The "Trolley" league name was in reference to all the league franchises, Redondo Beach included, being located in the greater Los Angeles, California area, where the league ballparks were accessible via trolley.

When Redondo Beach and the Southern California Trolley League began play in 1910, games were scheduled only on Sundays, with play to continue all year. The Wharf Rats officially began play on April 3, 1910 under manager George Love.

As the season progressed, both the Santa Ana Walnut Growers and Redondo Beach were the top league teams. After three weeks of play, both teams had 3–0 records, after seven weeks they were both 6–1 and after ten weeks they were tied with 8–2 records. In week eleven, the two teams met and Redondo Beach ended the tie in the standings, defeating Santa Ana by the score of 8–2. This was the final week of league play.

The Southern California Trolley League had franchises that faced immediate financial difficulty when play began.
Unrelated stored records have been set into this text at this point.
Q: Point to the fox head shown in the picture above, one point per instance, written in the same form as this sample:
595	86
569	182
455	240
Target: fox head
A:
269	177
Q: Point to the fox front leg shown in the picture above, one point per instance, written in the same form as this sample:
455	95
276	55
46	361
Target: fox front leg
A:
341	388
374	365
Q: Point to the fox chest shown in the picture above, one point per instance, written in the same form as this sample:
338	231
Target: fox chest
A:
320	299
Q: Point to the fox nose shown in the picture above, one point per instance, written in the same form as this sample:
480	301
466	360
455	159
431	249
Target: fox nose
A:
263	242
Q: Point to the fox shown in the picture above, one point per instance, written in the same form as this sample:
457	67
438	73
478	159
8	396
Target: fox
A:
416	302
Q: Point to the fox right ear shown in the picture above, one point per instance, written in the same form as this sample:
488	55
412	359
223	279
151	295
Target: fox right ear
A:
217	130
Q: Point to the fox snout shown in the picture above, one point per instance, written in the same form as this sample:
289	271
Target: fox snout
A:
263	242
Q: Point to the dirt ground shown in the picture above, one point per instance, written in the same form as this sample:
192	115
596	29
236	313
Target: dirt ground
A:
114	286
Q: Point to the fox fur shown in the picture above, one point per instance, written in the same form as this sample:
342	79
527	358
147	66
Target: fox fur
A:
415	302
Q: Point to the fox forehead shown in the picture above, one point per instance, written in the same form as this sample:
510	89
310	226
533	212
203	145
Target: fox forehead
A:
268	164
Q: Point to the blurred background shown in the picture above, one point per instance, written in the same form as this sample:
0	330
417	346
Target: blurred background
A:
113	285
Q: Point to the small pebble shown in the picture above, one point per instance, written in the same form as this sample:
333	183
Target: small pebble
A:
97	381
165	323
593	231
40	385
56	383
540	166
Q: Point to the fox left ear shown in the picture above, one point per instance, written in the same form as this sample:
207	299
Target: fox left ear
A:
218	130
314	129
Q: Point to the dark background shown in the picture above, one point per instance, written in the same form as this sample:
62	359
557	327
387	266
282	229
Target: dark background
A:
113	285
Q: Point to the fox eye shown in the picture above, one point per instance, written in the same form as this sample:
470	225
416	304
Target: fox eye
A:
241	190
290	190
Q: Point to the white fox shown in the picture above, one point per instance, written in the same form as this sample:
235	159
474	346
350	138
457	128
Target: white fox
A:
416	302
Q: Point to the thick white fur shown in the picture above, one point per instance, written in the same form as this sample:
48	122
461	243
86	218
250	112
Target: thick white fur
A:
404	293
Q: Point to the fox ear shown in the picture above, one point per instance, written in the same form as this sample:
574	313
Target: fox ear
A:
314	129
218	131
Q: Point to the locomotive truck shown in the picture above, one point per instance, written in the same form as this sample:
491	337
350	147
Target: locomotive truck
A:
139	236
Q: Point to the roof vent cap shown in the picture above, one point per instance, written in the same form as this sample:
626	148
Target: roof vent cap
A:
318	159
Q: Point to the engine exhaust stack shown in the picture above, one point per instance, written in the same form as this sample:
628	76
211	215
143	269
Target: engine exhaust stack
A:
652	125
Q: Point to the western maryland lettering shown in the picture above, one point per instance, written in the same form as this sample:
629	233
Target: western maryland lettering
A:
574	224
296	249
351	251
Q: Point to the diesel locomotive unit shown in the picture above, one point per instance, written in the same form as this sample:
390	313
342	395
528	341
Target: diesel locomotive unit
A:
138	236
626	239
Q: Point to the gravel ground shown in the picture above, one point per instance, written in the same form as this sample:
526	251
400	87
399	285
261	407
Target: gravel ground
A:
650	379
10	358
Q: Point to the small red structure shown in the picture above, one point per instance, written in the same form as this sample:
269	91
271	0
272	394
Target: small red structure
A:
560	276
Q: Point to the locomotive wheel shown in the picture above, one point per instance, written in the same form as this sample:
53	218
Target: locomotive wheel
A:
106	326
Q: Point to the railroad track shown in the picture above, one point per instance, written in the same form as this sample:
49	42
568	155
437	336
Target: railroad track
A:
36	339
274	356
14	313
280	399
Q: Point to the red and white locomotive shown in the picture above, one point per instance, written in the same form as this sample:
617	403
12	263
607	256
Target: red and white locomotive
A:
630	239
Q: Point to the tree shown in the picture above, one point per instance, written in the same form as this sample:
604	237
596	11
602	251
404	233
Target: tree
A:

On May 3, 1910, the Pasadena Silk Sox and the Los Angeles Maiers franchises folded simultaneously, leaving the league reduced to four teams. On June 13, 1910, the entire Southern California Trolley League permanently disbanded. At the time the league folded, the Redondo Beach Warf Rats with a 9–2 record were in 1st place in the California Trolley League Standings. Redondo Beach was followed by the Santa Ana Yellow Sox Growers (8–3), Long Beach Clothiers (4–5) and Los Angeles McCormicks (2–7) in the final Standings. Pitcher Tommy Ybarrondo	of Redondo Beach led the league with 5 wins in the shortened season. After the league folded, it was reported that league president Jim McCormick organized a league meeting at his pool hall on South Spring Street for the purpose of settling the league's affairs.

Redondo Beach has not hosted another minor league franchise. Today, the "Wharf Rats" moniker was adopted by Redondo Beach select youth teams and a vintage baseball team.

==The ballpark==
The name of the 1910 Redondo Beach Wharf Rats' home ballpark is not directly referenced. In 1911, the Boston Red Sox held their spring training in Redondo Beach for one season. The Red Sox were housed at the Hotel Redondo and used a new, "hastily constructed" ballpark for their training and games. The team began spring training on February 24, 1911.

== Year–by–year record ==

| Year | Record | Finish | Manager | Notes |
|---|---|---|---|---|
| 1910 | 9–2 | 1st | George Love | League champions League folded June 13 |

==Notable alumni==

- Player roster information for the 1910 Redondo Beach team is unknown.